Syan Tan wrote:
> here's a quote from the postgresql documentation
> Backslash characters (\) can be used in the COPY data to quote data
> characters that might otherwise be taken as row or column delimiters.
> In particular, the following characters must be preceded by a
> backslash if they appear as part of a column value: backslash itself,
> newline, carriage return, and the current delimiter character.

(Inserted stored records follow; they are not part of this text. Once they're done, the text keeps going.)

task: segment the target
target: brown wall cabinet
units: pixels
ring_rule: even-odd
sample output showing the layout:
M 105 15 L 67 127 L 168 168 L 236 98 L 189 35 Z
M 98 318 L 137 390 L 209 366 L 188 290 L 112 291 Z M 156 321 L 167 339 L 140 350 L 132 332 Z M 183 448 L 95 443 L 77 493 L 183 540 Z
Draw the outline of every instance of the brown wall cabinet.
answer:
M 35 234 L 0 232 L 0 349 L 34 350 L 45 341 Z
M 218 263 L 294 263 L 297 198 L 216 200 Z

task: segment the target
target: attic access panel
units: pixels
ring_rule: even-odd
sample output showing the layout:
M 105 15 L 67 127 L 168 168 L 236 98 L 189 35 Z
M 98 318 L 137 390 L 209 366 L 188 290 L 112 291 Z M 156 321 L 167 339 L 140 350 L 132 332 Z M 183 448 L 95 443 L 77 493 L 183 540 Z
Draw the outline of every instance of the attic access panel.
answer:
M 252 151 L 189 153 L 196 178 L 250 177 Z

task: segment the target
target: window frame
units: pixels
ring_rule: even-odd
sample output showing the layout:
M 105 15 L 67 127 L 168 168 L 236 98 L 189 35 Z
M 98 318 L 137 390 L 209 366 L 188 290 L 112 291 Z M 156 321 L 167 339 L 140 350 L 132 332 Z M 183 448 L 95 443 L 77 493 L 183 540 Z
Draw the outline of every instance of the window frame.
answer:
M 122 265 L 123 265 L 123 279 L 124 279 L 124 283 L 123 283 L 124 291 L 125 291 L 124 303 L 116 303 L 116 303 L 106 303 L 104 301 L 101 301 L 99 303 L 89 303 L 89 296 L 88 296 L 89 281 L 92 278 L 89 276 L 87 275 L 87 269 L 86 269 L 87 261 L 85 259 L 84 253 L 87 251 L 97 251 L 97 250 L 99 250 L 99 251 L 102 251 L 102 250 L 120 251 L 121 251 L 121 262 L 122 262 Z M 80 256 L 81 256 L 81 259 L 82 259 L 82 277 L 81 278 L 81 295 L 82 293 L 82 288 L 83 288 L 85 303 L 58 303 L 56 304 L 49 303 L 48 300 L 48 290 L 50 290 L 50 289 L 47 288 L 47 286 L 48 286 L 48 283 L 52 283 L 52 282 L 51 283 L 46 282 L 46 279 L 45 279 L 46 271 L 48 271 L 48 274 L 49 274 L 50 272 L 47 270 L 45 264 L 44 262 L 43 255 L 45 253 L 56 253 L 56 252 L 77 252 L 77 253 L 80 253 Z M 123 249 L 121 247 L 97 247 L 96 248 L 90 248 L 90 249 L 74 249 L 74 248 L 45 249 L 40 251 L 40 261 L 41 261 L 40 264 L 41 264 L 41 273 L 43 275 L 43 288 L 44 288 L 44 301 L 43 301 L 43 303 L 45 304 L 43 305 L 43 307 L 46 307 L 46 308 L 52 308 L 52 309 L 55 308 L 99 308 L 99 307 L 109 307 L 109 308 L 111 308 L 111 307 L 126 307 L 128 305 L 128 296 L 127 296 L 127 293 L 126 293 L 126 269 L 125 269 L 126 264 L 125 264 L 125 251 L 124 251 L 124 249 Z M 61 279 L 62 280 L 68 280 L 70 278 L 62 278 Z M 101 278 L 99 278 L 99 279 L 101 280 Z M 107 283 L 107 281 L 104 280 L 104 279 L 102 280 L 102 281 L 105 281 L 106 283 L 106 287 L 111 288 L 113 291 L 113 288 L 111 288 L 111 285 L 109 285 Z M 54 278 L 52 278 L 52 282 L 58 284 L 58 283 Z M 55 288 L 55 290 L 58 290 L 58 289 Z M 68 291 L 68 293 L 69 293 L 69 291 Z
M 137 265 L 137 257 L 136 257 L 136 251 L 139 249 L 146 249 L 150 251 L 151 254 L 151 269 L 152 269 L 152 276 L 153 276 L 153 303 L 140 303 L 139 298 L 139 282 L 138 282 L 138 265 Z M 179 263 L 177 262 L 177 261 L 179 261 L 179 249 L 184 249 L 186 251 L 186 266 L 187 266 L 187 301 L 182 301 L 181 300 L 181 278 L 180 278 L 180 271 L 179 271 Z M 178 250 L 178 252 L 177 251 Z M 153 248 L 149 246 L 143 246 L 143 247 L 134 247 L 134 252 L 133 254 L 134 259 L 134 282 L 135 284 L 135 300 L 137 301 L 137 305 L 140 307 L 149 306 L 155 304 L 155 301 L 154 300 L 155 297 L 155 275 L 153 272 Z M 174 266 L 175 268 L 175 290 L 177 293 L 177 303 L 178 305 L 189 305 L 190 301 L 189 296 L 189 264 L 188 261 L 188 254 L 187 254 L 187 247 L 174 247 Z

> So if I scan a field value ( say a big buffer to hold an entire
> image), and have a second buffer to copy an escaped image string to ,
> and I read one of the 4 characters mentioned above, and insert a
> backslash into the destination buffer, and then continue copying into
> the second buffer, I should end up with a string that I can put
> inside a comma-separated text file ( so comma = the current delimiter
> character ), and then I can bulk load a huge text file containing
> thousands of images without problems using COPY..FROM , is that
> correct ?
> On Sat 28/11/09 01:29 , "Tom Lane" tgl(at)sss(dot)pgh(dot)pa(dot)us sent:
>> richard terry <rterry@ pacific.net.au> writes:> tom, I wonder if
>> you could give us a sample of using client side lo_creat , > insert
>> functions to insert a blob into postgres - in an sql statement.
>> There's an example program in the docs:
>> regards, tom lane
It is my understanding that the current SQL standard defines the single
quote as the official escape character. While the DB engine accepts
others, wouldn't it be best to use the official character?